Deklaracje budzą też inne emocje. Do generalnego inspektora ochrony danych osobowych napływają skargi, że pytania w formularzach naruszają prawo. Niektóre gminy chcą wiedzieć nie tylko, ile osób mieszka w danym lokalu, ale domagają się podania ich peseli i określenia stopnia pokrewieństwa. Po co – nie wiadomo. Nadmierna ciekawość może spowodować, że GIODO zaneguje prawidłowość deklaracji, trzeba będzie je wymienić, a to kolejne opóźnienie.
Deklaracje to metoda zbiorowego policzenia Polaków.

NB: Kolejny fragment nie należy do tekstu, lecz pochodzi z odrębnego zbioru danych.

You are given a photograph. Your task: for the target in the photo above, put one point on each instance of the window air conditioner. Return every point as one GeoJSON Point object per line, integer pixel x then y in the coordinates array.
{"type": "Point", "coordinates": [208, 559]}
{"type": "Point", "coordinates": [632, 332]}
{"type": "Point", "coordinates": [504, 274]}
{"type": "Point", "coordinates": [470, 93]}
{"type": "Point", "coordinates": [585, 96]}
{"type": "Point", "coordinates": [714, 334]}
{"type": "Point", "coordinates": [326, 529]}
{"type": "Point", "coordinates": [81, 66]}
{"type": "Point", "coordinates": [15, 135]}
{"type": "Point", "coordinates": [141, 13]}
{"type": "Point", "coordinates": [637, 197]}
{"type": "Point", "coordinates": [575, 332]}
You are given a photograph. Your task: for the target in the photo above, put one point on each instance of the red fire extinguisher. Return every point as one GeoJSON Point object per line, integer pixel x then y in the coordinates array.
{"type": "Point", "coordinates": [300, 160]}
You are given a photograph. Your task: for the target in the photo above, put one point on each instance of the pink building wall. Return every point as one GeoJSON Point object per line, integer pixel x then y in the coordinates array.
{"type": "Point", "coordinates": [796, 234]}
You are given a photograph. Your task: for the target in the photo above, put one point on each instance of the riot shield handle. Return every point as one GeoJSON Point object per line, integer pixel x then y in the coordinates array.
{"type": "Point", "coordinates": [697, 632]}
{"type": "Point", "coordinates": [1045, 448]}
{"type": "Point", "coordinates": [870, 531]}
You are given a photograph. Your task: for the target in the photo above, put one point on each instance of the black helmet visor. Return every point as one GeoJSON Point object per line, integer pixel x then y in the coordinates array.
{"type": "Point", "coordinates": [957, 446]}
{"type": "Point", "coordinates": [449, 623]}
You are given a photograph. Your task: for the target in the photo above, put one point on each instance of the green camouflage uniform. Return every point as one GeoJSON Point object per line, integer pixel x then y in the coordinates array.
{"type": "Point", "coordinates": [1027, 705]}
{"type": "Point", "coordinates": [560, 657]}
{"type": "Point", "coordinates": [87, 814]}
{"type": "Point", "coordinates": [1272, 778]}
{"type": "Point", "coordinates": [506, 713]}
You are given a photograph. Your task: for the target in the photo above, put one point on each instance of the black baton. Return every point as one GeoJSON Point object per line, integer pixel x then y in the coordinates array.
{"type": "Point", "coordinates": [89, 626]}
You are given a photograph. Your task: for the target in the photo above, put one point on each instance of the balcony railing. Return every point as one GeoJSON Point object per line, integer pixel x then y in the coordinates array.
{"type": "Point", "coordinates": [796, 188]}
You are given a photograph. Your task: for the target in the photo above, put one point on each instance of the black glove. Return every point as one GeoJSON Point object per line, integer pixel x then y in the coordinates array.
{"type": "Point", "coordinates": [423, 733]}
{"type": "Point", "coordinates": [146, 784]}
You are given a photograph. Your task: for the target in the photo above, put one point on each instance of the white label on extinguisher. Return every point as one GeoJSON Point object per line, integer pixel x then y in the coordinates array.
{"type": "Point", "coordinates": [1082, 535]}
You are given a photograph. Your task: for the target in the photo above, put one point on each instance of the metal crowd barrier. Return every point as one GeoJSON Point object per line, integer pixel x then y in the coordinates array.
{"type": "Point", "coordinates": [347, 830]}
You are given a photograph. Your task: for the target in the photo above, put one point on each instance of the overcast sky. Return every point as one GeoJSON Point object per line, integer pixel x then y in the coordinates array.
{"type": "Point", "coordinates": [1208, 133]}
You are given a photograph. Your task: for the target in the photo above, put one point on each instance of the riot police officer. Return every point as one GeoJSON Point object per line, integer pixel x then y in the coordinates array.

Ilu, gdzie faktycznie mieszka (co nie ma wiele wspólnego z miejscem urzędowego zameldowania) i gdzie zostawia swoje śmieci. Być może dociekliwe pytania w formularzach to próba ustalenia prawdy o rzeczywistych migracjach. W warszawskich deklaracjach pojawiło się pytanie o pesel, co wzbudziło protesty. Warszawa ma szczególny problem z tzw. słoikami. W stolicy pracuje ponad 600 tys. osób zameldowanych nieraz w bardzo odległych rejonach kraju. Wynajmują mieszkania, kwatery, pokoje przy rodzinach. Nikt tego nie ogarnia, nie szacuje kosztów dla miasta. Słoiki giną w dziurze między adresem zameldowania a miejscem faktycznego pobytu. Ani tam, ani tu nie płacą za wytworzone odpady. Po rewolucji śmieciowej koszty spadną na rdzennych mieszkańców, jest bowiem wielce wątpliwe, że słoiki wyjdą na powierzchnię, ujawnią się i będą płacić. Część być może to uczyni, ale pozostanie szara strefa, której rozmiarów miasta nie będą w stanie policzyć.
Deklaracje, które do tej pory wpłynęły, nie dają podstawy do szacunków, tym bardziej że samorządy nie mają odpowiednich narzędzi do ich weryfikacji. W gminach wiejskich, gdzie każdy zna każdego, a deklaracje roznoszą sołtysi, łatwo się policzyć. W metropoliach panuje anonimowość. Każda próba dokładnego sprawdzenia deklaracji grozi kolejnym odroczeniem godziny zero – od której ma zadziałać nowy system.
Opóźnienia mogą oznaczać, że po 1 lipca w niektórych gminach śmieci nie będę odbierane, bo nie zostanie wybrana odpowiednia firma. – Samorządom dano za mało czasu na przygotowania – uważa Grzegorz Pietruczuk z gminy Bielany. – To zapowiada chaos.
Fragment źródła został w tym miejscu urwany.